Methods: This study analyzes cross-sectional data from the The National Health, Aging and Sexuality Study: Caring and Aging with Pride Over Time project, the first federally-funded national study to examine the health and well-being of lesbian, gay, bisexual, and transgender adults (LGBT) aged 50 and older. Eleven agencies across the U.S. that provide services to LGBT older adults distributed surveys via their mailing lists. Of the 2,560 respondents aged 50 to 95-years old, 7% (n = 174) self-identified as transgender and are included in this study. Structural equation modeling was used to test direct and indirect a priori theorized relationships and to account for measurement error in the relationships between the manifest variables depression, as assessed by the short-form of the Center for Epidemiological Studies Depression Scale (CESD), and perceived general stress, as assessed by the 4-item Perceived Stress Scale (PSS-4), and the latent variables internalized heterosexism and disclosure of gender identity as assessed by the Homosexual Stigma Subscale and Outness Inventory respectively, while controlling for age, income, and education.
Results: Transgender participants ranged in age from 50 to 86-years old (M = 60.97; SD = 7.96), 64% identified as female, and 82% as non-Hispanic white. About a third (32%) identified as lesbian or gay, 27% as bisexual, 19% as heterosexual, and 22% as something else. Close to two-thirds (62%) had four or more years of college, yet 53% had annual household incomes less than $35,000. Concealment of gender identity is inversely related to internalized heterosexism (b* = -.186, p = .020), but no other study variables. Internalized heterosexism is indirectly linked to depression through perceived general stress (b* = 3.11, p = .009). The total effects of perceived general stress (b* = 5.93, p < .001) and internalized heterosexism (b* = 5.01, p = .003) are significantly associated with depression.
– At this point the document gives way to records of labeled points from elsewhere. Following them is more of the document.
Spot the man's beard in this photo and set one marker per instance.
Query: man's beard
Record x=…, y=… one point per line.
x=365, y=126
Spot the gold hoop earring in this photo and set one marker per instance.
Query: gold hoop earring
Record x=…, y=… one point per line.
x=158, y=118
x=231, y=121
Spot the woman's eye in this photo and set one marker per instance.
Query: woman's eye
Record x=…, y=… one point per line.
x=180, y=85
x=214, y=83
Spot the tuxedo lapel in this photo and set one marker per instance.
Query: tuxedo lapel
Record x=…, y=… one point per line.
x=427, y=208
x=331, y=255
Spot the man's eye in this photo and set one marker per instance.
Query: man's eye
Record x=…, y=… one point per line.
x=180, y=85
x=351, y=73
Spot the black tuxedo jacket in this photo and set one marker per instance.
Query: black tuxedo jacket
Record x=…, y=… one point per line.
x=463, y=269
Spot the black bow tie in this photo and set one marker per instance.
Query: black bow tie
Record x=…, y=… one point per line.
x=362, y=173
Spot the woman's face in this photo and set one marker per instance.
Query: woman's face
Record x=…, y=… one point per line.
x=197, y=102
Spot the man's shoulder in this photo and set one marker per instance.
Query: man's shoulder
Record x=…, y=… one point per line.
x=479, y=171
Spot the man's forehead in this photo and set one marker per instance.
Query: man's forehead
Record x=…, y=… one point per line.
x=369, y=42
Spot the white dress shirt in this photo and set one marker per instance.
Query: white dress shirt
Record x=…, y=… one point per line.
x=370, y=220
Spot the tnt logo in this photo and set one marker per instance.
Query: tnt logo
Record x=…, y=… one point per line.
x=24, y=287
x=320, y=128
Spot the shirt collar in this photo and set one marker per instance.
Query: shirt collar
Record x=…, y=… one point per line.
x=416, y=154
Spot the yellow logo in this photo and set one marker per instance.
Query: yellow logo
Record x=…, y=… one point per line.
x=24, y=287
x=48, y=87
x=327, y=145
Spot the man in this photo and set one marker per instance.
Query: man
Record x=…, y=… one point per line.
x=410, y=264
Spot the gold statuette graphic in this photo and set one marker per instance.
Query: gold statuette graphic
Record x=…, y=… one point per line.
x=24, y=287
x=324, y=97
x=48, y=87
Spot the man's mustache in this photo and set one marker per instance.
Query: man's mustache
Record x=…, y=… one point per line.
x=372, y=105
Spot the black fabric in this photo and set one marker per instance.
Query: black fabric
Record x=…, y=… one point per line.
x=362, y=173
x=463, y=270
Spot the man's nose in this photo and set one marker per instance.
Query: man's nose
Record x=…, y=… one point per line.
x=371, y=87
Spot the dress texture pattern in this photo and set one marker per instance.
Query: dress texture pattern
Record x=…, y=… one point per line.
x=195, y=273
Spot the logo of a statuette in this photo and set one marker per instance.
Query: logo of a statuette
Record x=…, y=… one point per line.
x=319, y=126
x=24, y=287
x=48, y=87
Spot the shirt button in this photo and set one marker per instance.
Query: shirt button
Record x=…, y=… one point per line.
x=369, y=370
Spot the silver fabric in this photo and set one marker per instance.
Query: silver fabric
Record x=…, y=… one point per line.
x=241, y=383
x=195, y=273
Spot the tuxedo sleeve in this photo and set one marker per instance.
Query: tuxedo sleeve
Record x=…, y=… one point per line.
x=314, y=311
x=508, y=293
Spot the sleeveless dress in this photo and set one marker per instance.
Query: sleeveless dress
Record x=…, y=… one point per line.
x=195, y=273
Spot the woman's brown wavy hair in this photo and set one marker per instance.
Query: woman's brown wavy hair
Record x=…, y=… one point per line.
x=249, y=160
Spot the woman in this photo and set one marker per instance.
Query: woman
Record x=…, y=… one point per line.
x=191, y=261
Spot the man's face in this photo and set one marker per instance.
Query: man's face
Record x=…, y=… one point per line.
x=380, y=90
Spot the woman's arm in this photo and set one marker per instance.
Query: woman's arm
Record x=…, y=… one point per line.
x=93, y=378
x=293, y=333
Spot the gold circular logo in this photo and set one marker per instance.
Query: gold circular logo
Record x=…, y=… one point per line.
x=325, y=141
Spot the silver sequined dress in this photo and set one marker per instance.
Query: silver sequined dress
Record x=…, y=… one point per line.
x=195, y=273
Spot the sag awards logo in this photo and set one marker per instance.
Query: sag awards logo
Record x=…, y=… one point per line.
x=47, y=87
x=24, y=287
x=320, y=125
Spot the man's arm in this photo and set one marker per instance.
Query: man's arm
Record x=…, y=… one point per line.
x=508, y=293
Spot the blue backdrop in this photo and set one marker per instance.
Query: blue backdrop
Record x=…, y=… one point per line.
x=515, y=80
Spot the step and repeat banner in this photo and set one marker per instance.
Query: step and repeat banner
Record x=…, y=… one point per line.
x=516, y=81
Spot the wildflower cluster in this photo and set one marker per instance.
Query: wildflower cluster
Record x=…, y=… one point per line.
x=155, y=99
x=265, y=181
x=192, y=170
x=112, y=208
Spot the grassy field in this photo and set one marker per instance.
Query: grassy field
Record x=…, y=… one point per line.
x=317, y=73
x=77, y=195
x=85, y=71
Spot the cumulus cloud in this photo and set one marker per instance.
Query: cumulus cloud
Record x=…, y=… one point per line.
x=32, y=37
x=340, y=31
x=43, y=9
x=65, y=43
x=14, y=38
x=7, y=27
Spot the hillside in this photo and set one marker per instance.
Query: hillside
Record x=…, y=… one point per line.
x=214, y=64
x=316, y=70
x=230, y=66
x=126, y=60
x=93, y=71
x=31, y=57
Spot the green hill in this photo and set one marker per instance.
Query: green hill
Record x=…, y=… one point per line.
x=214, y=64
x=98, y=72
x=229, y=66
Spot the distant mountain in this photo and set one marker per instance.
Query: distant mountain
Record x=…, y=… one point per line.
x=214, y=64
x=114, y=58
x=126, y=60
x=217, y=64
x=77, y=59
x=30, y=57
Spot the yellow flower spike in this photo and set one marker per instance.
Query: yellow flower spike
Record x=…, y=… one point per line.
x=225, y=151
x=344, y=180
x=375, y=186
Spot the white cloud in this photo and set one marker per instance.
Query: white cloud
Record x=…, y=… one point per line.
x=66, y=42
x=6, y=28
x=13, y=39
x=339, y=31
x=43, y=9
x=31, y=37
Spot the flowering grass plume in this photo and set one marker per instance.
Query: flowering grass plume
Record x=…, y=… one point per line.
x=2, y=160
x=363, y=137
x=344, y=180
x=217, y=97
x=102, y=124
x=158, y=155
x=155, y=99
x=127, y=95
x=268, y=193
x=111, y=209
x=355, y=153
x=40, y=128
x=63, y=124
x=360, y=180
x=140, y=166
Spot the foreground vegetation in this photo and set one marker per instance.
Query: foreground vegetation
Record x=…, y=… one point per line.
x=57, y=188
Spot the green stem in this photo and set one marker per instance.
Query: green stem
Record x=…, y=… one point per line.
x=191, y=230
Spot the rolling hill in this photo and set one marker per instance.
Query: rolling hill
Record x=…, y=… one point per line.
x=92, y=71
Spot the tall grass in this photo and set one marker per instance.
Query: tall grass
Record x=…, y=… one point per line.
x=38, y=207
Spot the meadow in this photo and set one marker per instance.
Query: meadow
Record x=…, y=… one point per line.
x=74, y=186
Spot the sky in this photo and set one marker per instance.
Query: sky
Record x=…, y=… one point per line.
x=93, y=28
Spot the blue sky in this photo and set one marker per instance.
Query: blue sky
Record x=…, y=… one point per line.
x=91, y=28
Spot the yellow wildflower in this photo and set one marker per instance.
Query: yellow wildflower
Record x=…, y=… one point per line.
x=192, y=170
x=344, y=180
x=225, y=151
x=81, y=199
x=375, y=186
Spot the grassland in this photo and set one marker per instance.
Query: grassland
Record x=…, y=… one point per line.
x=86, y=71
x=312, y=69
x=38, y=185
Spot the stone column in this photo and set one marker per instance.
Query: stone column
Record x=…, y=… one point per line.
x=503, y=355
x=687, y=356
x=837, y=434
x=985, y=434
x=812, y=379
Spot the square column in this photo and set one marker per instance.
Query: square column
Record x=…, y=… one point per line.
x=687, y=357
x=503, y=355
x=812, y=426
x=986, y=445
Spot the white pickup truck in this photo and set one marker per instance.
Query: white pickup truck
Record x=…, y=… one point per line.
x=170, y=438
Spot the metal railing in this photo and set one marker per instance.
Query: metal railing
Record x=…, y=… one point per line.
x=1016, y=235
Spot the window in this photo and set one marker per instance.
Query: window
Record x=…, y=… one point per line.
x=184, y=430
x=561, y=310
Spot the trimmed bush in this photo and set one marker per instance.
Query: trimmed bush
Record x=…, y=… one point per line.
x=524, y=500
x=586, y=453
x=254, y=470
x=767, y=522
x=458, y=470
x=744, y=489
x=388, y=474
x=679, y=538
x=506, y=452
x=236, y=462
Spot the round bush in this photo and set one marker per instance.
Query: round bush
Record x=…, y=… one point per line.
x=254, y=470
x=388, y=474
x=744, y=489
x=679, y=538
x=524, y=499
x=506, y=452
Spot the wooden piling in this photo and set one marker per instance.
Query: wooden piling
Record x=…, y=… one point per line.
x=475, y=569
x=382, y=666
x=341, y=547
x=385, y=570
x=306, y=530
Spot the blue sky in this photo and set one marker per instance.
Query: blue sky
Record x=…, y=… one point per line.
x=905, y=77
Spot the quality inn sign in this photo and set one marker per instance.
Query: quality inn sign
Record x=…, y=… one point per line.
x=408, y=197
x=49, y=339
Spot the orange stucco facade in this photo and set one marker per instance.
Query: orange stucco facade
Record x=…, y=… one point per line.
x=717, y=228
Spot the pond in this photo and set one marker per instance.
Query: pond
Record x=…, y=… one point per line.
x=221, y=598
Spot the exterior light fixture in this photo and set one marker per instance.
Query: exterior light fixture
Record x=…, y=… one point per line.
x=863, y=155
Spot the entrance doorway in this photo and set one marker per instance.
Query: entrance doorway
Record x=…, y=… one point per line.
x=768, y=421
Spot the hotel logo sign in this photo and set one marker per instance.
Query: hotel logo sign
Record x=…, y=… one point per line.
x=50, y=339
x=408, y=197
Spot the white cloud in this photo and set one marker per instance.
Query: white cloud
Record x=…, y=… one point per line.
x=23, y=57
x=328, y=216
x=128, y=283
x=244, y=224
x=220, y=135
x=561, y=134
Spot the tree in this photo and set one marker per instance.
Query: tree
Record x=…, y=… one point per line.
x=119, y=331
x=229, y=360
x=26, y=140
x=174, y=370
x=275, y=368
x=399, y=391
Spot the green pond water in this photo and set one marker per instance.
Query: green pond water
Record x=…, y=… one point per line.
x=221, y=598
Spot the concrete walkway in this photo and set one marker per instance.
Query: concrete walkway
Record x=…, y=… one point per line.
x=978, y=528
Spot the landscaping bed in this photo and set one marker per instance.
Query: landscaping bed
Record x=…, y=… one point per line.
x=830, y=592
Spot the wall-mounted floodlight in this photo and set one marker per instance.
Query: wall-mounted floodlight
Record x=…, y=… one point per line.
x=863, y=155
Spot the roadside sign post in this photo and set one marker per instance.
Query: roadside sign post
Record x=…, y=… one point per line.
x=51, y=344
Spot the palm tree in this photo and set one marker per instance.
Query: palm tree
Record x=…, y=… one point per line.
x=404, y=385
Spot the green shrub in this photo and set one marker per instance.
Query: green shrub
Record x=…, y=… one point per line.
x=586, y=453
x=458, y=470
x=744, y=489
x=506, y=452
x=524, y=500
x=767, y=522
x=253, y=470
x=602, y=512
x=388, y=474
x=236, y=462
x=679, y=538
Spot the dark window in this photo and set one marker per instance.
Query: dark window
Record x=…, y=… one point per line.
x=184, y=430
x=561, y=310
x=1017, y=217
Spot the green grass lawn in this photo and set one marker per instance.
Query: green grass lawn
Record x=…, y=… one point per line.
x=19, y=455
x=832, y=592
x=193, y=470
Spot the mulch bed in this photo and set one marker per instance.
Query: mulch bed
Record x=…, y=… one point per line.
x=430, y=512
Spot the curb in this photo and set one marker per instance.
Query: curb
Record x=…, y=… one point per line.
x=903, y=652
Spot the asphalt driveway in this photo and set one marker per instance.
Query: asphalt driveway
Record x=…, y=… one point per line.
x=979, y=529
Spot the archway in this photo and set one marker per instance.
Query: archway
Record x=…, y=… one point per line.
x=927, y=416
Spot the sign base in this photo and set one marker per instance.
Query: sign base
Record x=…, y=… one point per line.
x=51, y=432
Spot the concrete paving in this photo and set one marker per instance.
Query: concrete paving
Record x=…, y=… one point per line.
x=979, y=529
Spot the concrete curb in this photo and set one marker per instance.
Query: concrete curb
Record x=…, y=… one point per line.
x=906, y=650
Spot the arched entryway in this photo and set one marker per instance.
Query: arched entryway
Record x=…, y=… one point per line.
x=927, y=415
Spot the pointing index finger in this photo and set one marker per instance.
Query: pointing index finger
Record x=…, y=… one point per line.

Implications: Both internalized heterosexism and perceived general stress contribute significantly to depression among transgender older adults, with perceived general stress mediating 61% of the effect of internalized heterosexism on depression. Future studies of minority stress among transgender older adults should consider both general and minority stress processes to further our understanding of underlying pathways of risk that lead to depression.